Vedolizumab treatment is safer and more effective in early Crohn's disease than late, according to a new manufacturer-funded study.
To evaluate the ability of vedolizumab to promote clinical, endoscopic, and histological remission in patients with early and late active Crohn's disease over a one-year period, the open-label cohort study, conducted at 22 hospitals in Belgium, Hungary, and the Netherlands from July 2015 to July 2022, included patients who were adults with moderate to severe Crohn's disease. Patients were divided into two groups: early Crohn's disease (defined as a diagnosis less than two years earlier and naive to treatment or only treated with corticosteroids or immunomodulators) and late Crohn's disease (defined as a diagnosis more than two years earlier and previous treatment with corticosteroids, immunomodulators, and anti-tumor necrosis factor agents).
All patients received 300 mg of IV vedolizumab at weeks 0, 2, and 6, then every 8 weeks for 52 weeks, with an additional 300-mg infusion at week 10 if Crohn's Disease Activity Index (CDAI) had not decreased by more than 70 points versus baseline at week 6. Colonoscopies with biopsies were done at screening, week 26, and week 52. The primary endpoint was the proportion of patients with clinical and endoscopic remission (defined as CDAI ≤150 and Simple Endoscopic Score for Crohn's Disease <4) at both week 26 and 52. The study was supported in part by Takeda Nederland, which provided vedolizumab but had no role in study design, use of data, writing of the report, or in the decision to publish. Results were published Oct. 27 by The Lancet Gastroenterology & Hepatology.

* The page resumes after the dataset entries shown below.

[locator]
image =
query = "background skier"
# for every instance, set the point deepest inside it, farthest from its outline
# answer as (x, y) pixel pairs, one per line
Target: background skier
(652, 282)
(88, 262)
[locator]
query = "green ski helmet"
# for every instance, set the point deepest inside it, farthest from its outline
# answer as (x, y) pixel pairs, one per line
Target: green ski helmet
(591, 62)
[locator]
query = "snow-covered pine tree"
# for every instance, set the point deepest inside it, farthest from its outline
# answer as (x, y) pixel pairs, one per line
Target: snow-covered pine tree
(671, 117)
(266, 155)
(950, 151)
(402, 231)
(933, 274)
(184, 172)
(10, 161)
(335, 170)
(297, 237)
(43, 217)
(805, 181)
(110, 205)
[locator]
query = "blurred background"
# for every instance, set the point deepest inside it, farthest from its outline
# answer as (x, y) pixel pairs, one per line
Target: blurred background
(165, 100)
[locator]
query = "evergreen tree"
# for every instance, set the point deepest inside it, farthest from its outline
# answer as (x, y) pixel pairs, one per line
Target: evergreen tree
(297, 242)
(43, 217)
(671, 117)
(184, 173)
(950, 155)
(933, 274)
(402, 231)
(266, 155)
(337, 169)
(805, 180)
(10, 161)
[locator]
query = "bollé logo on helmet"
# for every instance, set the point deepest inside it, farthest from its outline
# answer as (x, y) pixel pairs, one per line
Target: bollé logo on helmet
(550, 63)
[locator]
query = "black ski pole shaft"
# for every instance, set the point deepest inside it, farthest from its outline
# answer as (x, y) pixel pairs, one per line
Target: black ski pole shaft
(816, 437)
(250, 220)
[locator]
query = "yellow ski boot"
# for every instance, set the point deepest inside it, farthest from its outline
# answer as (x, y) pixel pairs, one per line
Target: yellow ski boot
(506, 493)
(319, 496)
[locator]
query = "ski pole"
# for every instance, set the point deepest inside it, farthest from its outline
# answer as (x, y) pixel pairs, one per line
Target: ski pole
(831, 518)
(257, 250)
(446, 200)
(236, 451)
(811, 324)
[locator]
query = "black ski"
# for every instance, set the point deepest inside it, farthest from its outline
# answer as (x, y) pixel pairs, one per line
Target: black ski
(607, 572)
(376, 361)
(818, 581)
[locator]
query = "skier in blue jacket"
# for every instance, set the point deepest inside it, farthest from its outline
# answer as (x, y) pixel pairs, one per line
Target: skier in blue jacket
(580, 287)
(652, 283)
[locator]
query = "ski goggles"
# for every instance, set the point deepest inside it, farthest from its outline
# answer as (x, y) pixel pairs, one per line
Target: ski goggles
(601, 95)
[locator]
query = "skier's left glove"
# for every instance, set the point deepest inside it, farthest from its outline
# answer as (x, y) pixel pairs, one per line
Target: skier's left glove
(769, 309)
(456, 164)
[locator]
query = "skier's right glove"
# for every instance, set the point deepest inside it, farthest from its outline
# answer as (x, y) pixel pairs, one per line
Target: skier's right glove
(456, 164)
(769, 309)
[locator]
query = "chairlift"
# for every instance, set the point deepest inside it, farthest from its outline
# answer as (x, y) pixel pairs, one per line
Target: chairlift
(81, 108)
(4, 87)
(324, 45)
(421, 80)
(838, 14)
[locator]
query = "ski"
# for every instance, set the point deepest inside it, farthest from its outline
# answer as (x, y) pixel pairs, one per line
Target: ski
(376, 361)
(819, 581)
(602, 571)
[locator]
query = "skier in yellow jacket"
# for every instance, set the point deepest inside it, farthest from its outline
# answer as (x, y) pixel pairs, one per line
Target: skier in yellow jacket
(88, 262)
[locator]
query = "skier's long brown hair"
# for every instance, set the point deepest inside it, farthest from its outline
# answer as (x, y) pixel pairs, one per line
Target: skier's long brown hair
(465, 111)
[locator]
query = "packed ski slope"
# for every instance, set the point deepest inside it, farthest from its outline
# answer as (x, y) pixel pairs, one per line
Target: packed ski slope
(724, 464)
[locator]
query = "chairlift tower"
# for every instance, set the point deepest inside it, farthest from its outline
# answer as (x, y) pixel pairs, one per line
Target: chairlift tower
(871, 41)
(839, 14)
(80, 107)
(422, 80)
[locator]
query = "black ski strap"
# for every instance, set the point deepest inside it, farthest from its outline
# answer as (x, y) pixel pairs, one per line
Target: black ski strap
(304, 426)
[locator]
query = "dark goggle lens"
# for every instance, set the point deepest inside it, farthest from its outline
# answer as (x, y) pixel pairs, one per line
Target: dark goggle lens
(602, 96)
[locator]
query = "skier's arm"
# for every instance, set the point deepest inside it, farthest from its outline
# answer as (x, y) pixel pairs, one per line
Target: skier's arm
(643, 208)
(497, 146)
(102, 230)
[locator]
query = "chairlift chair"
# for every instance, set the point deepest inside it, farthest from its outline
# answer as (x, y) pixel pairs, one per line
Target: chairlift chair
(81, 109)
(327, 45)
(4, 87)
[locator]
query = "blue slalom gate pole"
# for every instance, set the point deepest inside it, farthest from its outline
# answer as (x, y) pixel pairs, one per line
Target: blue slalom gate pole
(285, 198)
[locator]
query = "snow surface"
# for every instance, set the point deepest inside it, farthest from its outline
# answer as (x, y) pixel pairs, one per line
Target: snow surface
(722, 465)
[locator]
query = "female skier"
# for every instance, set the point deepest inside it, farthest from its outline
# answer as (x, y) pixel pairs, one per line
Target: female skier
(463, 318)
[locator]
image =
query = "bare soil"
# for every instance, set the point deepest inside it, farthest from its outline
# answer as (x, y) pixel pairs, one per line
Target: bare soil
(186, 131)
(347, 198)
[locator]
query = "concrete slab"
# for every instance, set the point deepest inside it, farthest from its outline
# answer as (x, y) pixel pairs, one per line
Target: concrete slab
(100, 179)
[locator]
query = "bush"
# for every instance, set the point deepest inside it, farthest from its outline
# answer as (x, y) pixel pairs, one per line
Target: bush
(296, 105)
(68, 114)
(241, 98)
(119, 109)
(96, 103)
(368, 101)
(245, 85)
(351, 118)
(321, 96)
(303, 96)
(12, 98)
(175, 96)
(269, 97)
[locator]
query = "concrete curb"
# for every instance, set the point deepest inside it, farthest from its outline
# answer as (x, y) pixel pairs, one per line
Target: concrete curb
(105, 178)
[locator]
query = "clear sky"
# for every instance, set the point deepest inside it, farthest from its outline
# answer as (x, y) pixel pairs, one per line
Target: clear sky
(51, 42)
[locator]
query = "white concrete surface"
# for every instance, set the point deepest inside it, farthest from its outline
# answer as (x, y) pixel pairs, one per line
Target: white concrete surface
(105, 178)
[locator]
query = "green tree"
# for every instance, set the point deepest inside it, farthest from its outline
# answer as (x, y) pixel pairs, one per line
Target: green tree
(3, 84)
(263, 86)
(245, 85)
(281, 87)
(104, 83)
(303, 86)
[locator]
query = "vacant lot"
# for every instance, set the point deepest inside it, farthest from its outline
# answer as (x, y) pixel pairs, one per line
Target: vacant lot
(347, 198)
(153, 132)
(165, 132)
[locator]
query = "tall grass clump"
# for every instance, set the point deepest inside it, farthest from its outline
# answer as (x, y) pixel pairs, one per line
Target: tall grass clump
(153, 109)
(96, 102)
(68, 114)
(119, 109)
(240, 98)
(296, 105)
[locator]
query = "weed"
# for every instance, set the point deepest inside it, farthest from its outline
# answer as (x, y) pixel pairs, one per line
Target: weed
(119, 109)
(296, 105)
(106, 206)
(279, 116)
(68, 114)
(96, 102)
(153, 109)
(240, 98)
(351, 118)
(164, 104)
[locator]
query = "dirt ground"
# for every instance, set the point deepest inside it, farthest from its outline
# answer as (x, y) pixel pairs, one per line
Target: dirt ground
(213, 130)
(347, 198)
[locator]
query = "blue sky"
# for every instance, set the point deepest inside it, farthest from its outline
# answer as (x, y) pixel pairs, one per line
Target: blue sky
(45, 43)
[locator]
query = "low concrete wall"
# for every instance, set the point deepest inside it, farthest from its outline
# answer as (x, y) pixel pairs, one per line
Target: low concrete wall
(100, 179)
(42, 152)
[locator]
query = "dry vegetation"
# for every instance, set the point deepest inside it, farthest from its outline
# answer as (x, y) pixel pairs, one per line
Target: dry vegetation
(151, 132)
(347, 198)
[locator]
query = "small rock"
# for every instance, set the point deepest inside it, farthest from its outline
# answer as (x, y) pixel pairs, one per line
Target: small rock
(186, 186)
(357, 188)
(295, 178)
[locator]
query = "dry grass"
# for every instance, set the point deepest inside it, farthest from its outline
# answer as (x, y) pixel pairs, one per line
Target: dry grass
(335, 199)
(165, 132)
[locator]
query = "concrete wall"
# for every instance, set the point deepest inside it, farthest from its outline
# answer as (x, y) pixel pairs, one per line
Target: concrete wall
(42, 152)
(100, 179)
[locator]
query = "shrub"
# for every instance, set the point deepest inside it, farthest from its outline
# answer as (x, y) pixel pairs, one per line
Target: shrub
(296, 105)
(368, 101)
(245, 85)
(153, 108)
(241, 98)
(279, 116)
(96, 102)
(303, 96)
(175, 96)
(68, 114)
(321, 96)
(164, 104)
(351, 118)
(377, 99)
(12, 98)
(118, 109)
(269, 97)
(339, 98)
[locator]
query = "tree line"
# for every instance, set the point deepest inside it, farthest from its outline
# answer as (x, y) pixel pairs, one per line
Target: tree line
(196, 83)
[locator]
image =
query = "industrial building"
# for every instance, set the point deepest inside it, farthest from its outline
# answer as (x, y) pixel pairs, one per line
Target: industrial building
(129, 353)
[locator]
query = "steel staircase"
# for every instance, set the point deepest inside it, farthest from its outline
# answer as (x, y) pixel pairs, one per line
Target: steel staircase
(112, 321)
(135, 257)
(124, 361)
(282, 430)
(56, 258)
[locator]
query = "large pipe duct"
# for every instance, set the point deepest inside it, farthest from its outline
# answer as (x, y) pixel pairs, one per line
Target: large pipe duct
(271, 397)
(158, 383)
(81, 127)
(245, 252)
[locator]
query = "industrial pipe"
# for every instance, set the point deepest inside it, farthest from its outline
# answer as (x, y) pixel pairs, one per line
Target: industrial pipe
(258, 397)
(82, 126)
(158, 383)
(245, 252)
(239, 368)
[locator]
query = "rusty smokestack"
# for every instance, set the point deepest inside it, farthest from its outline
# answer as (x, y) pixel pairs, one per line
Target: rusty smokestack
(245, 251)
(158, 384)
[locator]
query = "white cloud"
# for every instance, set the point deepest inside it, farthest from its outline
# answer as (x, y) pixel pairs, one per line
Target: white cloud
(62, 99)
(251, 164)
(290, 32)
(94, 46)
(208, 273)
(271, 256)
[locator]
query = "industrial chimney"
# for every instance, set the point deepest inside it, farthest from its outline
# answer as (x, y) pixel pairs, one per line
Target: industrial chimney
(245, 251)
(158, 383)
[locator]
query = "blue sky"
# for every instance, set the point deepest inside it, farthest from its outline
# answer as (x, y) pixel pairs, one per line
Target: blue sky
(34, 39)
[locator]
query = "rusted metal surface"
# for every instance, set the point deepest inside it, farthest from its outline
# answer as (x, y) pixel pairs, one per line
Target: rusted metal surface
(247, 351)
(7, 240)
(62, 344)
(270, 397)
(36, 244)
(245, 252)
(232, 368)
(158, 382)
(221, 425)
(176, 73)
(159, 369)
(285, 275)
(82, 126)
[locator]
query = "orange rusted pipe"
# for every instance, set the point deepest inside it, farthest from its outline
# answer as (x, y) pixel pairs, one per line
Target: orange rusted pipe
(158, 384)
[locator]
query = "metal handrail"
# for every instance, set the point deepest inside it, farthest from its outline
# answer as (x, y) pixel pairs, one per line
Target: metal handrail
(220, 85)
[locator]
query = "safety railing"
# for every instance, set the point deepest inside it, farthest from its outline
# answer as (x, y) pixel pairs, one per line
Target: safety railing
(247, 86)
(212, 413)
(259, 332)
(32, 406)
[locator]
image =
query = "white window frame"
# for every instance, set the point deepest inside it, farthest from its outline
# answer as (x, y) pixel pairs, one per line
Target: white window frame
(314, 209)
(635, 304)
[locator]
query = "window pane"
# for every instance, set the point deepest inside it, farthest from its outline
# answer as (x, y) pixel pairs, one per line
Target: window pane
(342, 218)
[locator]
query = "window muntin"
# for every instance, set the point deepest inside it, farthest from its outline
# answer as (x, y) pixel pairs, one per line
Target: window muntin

Clinical and endoscopic remission at both week 26 and 52 was achieved in 27 (31.4%) of 86 patients with early Crohn's disease versus 15 (8.6%) of 174 patients with late Crohn's disease (difference, 22.8%; 95% CI, 12.6% to 33.7%). Serious adverse events occurred in three (3.5%) patients with early Crohn's disease versus 46 (26.4%) patients with late Crohn's disease. These included infections (1.2% vs. 7.5%), surgery (none vs. 4.6%), intestinal obstruction (none vs. 2.3%), exacerbation of Crohn's disease (1.2% vs. 3.4%), and malignancy (none vs. 1.7%).
Doubling the drug dose after week 26 in patients without an endoscopic response did not lead to higher endoscopic remission rates, the researchers noted. “This finding suggests that the dosing schedule that was originally designed and approved is optimal for most patients and saturates the target. Patients who do not respond most likely have other dominant immune pathways that are activated and remain unaffected by vedolizumab,” they said.
An editorial stated that the study supports the safety and efficacy of the drug, but methodological and definitional challenges, such as inherent differences in previous treatment exposures and differences of timing of diagnosis, complicate interpretation and make direct comparisons difficult. “Although the findings strengthen the evidence for vedolizumab in early Crohn's disease, comprehensive health-economic analyses to support cost versus efficacy in this setting are notably still lacking,” said the editorial, also noting that the cost of the drug is an issue.